Rue Campagne-première
Les années 1923 – 1929 « années folles » ayant régi toute l’activité artistique du quartier Montparnasse. Aragon : « Lorsque tu descendais à l’Hôtel Istria, / Tout était différent rue Campagne Première / En mille neuf cent vingt-neuf vers l’heure de midi… Bientôt le poète russe Maïakovski débarque en ce lieu, le 9 novembre 1924 ; il dit : « c’est le petit hôtel le meilleur marché et le plus propre qui soit : je fais des économies et j’essaye de ne pas trop traîner à droite et à gauche… »

Francis Picabia et Erik Satie sont venus là pour travailler à leur ballet « Relâche » qui sera monté le 5 septembre 1924 par Germaine Everling, réveillée la nuit par les folles dégringolades dans les escaliers, de Kisling… Radiguet vécut un amour avec Bronya. Elsa Triolet vécut à cet hôtel jusqu’à sa rencontre avec Aragon à la Closerie des Lilas en 1929.
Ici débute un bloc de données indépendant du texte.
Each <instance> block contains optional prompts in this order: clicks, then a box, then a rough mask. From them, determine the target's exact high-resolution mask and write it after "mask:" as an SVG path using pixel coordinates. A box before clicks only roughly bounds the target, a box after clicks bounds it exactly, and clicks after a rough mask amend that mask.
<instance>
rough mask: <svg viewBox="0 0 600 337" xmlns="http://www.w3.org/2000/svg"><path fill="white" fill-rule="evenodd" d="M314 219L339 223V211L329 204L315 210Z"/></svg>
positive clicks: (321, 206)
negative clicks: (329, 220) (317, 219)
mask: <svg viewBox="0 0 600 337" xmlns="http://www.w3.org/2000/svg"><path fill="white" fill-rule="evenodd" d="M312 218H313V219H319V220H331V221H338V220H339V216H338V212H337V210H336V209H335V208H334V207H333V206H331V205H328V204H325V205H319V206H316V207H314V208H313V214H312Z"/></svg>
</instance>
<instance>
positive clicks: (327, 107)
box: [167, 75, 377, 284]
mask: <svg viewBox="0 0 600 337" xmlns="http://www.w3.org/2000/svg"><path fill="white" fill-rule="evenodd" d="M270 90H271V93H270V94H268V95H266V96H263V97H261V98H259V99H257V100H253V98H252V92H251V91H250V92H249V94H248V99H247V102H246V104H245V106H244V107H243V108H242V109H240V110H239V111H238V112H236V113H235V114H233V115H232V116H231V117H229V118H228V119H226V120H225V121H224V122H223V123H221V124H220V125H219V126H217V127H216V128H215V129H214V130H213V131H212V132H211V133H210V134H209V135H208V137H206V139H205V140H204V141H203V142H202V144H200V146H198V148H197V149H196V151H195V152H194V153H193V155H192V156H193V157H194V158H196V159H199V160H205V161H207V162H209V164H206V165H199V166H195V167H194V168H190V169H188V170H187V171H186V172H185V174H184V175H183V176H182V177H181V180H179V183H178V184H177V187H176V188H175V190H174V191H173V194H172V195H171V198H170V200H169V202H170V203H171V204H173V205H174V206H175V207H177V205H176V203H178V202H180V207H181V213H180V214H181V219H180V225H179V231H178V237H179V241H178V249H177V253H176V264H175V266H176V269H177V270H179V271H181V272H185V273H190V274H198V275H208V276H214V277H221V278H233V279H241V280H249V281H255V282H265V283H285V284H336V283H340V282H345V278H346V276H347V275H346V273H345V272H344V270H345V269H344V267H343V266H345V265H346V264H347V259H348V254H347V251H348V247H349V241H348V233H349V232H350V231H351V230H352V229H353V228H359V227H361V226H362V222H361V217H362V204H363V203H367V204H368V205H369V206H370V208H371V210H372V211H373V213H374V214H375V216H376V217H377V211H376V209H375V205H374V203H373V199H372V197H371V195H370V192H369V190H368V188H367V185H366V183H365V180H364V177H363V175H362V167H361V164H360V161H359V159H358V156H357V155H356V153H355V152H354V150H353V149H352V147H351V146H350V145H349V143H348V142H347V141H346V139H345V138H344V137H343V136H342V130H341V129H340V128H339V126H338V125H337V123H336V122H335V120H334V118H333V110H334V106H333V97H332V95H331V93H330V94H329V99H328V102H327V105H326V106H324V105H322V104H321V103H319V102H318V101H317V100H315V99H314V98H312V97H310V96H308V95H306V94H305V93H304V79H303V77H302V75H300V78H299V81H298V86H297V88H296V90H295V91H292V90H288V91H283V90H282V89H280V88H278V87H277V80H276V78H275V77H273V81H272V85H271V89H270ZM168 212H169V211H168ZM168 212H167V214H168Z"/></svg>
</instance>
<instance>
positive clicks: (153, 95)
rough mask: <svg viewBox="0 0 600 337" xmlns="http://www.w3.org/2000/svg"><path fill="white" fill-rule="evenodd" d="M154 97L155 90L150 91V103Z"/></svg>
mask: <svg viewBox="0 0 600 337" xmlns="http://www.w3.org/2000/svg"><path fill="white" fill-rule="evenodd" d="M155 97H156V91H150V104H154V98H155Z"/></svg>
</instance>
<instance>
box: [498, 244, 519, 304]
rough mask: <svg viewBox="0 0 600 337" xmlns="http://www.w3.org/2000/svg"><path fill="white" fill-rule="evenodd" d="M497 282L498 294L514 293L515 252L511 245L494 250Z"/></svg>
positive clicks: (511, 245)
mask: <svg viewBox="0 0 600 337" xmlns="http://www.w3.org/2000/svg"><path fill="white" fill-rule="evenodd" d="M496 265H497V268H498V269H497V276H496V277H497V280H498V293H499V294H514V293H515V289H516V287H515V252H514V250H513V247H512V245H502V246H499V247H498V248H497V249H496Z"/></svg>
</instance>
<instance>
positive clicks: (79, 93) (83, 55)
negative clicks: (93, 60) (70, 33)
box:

Cet immeuble a été le domicile de nombreux artistes, parmi lesquels il est possible de citer Kiki de Montparnasse et Elsa Triolet, le photographe Man Ray, le peintre Chaïm Soutine, la photographe Dora Maar, le sculpteur César, le plasticien Jean-Pierre Raynaud, l’écrivain Louis Aragon, ou encore l’historien et critique d’art Pierre Restany.
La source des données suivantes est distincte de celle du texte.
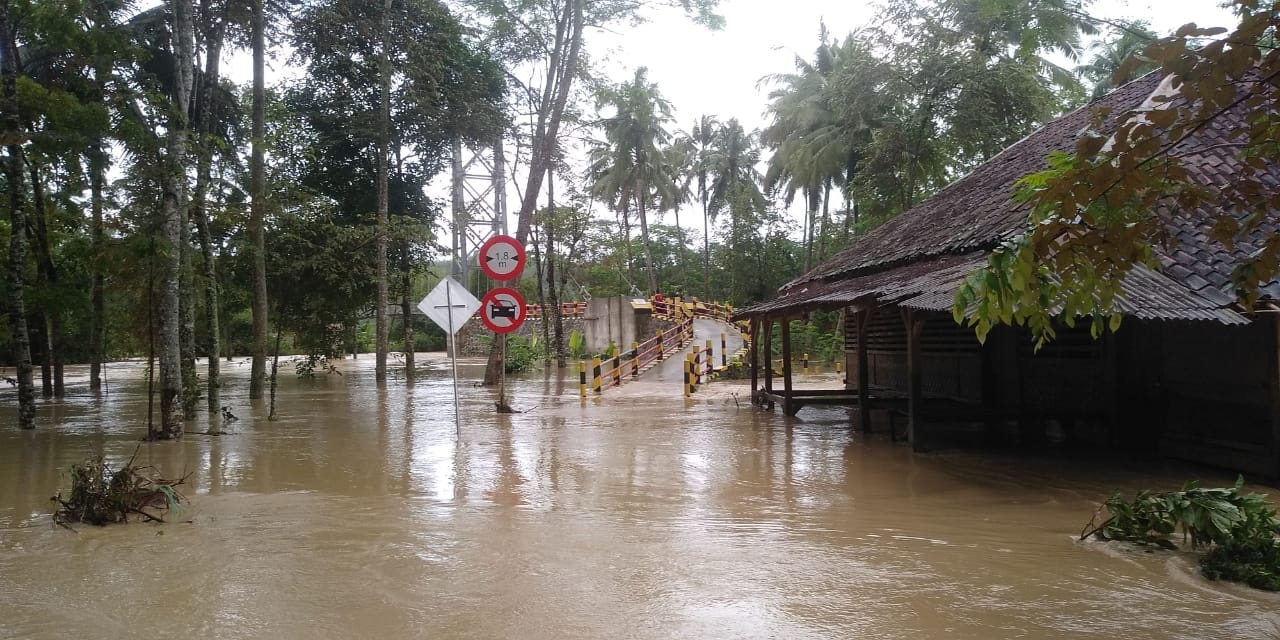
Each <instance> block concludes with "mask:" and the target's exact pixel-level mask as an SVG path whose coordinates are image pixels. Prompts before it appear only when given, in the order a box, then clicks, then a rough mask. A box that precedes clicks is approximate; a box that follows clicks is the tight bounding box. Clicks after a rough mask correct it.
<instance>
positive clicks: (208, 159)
mask: <svg viewBox="0 0 1280 640" xmlns="http://www.w3.org/2000/svg"><path fill="white" fill-rule="evenodd" d="M225 24H227V22H225V19H220V20H219V22H218V23H216V26H211V27H210V28H209V29H207V32H206V36H205V78H204V83H202V84H201V91H200V125H198V127H197V133H196V136H197V154H198V157H197V160H196V163H197V165H196V193H195V197H192V200H191V212H192V218H195V220H196V234H197V236H198V237H200V257H201V265H202V268H204V269H202V274H204V278H205V332H206V333H207V335H209V347H207V351H209V352H207V356H209V365H207V366H209V369H207V374H206V378H207V379H209V384H207V390H206V392H205V393H206V398H207V401H209V402H207V407H209V412H210V413H216V412H218V410H219V408H220V406H221V394H220V388H221V364H220V362H219V358H220V357H221V333H220V328H219V321H218V311H219V308H220V306H219V301H218V264H216V262H215V259H214V239H212V234H211V233H210V229H209V179H210V173H211V172H212V164H214V163H212V156H214V141H212V140H211V134H212V120H214V109H212V104H214V95H215V90H216V88H218V82H219V63H220V59H221V51H223V33H224V26H225Z"/></svg>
L'immeuble est une oeuvre de l’architecte André Arfvidson en béton armé, datée de 1911. Son style est intéressant car il est à la charnière entre une architecture décorative - l’Art Nouveau - et une architecture épurée et libérée des contraintes historiques. 
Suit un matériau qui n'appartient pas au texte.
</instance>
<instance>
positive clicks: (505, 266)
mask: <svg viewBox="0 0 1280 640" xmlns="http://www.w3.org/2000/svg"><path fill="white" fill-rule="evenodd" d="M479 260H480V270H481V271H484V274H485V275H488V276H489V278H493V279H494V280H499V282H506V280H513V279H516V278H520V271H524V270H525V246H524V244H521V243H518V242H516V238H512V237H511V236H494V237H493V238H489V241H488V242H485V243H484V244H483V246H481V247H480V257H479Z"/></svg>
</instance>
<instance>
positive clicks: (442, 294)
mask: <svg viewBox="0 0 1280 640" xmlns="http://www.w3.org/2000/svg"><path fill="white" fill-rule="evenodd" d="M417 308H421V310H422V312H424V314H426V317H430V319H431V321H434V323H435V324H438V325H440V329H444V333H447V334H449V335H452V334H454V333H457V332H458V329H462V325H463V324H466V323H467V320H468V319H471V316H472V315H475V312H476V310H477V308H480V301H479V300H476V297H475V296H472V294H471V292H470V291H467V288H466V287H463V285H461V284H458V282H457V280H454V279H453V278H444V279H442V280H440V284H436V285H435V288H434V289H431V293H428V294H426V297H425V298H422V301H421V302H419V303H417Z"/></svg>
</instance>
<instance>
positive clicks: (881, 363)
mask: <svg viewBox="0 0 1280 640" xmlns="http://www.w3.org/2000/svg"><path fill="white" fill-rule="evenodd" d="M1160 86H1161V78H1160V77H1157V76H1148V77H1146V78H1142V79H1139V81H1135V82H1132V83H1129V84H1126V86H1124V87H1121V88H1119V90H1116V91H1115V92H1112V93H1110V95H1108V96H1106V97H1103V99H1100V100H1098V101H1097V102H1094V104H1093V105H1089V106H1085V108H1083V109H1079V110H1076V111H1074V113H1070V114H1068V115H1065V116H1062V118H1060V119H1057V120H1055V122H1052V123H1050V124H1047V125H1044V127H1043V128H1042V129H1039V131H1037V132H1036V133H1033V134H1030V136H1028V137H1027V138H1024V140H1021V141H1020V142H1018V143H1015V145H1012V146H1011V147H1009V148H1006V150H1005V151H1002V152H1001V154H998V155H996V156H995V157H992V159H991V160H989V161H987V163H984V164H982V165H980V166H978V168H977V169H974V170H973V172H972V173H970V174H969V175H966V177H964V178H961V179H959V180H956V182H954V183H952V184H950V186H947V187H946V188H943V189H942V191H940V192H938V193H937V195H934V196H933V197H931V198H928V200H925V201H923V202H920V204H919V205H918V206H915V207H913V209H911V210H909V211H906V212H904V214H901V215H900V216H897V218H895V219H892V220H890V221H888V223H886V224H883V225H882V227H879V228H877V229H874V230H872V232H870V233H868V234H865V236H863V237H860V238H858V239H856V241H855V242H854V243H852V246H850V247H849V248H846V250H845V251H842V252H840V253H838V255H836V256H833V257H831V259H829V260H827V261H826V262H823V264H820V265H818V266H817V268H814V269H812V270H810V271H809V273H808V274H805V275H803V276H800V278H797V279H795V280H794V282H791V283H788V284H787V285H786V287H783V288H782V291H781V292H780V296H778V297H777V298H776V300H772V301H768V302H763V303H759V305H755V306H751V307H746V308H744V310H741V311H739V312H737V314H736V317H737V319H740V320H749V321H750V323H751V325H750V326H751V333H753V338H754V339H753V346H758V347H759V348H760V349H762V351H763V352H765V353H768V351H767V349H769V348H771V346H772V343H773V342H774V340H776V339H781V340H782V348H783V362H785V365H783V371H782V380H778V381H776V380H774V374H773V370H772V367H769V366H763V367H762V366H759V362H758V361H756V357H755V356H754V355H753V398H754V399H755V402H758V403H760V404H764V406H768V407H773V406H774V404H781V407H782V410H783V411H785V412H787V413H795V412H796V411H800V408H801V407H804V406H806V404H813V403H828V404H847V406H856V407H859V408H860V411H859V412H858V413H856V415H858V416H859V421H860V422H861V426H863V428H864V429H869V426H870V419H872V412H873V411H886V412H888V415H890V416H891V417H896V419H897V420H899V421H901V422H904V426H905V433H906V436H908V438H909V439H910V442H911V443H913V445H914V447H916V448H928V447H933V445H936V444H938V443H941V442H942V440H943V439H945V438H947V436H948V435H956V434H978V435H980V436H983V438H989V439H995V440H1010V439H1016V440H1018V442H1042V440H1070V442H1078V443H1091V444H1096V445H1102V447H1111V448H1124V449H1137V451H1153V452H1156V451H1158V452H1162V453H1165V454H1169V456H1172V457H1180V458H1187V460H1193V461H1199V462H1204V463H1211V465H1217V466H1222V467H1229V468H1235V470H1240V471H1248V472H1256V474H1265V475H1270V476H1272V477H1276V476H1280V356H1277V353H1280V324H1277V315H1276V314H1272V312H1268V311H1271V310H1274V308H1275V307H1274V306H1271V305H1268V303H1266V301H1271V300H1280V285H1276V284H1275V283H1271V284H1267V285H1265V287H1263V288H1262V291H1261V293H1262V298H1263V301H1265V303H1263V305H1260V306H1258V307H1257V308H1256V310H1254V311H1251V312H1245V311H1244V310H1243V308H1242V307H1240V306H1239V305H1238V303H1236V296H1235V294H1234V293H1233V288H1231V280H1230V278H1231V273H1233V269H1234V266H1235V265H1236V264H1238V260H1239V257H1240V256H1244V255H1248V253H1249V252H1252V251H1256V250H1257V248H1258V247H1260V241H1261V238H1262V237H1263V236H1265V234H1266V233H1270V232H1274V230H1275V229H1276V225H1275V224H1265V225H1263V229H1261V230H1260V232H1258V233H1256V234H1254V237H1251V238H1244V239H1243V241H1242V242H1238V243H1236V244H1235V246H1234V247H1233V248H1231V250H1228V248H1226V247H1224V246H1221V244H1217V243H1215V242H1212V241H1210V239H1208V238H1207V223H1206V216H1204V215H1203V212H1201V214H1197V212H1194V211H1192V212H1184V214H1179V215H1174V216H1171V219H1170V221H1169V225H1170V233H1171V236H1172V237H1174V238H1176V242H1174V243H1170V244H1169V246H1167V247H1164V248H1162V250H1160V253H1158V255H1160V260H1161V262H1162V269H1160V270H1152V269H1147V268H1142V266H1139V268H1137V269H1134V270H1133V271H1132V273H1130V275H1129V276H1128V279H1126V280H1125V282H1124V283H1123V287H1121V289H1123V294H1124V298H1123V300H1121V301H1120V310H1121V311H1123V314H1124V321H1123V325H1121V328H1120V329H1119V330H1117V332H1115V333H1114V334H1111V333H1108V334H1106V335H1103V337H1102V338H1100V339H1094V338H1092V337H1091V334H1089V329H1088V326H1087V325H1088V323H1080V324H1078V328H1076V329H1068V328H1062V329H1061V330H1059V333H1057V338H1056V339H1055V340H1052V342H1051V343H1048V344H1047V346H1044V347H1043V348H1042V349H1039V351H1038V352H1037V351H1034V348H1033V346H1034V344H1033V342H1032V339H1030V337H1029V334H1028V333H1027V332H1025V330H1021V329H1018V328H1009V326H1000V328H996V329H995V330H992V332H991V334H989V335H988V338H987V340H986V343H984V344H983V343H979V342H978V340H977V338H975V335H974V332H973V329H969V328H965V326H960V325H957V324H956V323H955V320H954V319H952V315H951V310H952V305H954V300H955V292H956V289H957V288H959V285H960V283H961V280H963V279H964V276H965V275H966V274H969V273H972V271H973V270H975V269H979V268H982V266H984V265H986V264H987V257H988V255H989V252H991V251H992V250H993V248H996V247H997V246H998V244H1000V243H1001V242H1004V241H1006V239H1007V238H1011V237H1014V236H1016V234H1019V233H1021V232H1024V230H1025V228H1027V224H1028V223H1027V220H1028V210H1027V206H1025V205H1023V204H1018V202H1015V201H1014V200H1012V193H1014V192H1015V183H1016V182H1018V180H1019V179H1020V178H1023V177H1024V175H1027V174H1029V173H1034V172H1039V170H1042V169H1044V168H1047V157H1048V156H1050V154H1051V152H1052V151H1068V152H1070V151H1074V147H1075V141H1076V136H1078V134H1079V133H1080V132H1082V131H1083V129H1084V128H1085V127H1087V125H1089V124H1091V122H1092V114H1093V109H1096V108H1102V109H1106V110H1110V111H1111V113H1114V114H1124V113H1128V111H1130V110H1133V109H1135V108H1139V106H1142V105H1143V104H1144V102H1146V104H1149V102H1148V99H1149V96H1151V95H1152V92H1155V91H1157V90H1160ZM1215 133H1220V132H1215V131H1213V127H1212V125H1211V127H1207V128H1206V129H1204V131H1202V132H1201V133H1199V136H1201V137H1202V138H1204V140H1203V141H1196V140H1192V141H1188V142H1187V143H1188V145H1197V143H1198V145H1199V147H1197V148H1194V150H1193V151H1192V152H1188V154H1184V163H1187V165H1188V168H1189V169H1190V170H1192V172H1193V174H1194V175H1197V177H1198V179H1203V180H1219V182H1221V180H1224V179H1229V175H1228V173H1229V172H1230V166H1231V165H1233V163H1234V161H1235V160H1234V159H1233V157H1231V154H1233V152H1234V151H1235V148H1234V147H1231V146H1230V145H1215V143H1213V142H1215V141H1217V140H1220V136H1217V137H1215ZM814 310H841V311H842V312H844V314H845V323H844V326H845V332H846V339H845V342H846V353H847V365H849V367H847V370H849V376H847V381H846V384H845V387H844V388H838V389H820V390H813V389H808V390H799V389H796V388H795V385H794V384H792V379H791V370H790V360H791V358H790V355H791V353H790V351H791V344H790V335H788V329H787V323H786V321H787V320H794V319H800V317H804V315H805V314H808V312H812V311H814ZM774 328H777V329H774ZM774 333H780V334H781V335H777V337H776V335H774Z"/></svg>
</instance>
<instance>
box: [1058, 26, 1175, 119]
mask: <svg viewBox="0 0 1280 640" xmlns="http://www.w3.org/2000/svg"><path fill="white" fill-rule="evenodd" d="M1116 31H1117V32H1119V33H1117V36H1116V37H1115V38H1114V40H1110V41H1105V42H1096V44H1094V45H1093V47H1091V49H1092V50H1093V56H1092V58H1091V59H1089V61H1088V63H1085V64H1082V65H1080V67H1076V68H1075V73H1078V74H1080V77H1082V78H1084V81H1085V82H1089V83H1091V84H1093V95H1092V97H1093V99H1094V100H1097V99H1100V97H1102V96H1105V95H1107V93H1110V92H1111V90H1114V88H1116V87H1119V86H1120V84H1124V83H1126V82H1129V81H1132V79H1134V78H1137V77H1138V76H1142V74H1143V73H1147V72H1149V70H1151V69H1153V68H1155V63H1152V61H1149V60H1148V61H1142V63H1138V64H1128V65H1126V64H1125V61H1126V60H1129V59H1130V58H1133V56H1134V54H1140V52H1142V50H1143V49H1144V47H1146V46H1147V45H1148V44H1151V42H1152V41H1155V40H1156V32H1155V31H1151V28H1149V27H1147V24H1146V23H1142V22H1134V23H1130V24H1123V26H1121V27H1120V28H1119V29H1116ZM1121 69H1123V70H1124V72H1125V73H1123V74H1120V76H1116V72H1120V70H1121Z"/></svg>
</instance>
Construit en béton armé et percé de grandes baies vitrées, l’édifice abrite dix-huit ateliers donnant sur la rue Campagne-Première et quatre autres sur le passage d’Enfer. Pour embellir la façade principale donnant sur la rue Campagne-Première, André-Louis Arfvidson fait appel au céramiste Alexandre Bigot qui la revêt d'un carrelage en grès flammé.

Au bout de la rue Campagne Première que s’écroule et meurt Michel Poiccard (incarné par Jean-Paul Belmondo), le héros d’A bout de souffle, le film culte de Jean-Claude Godard.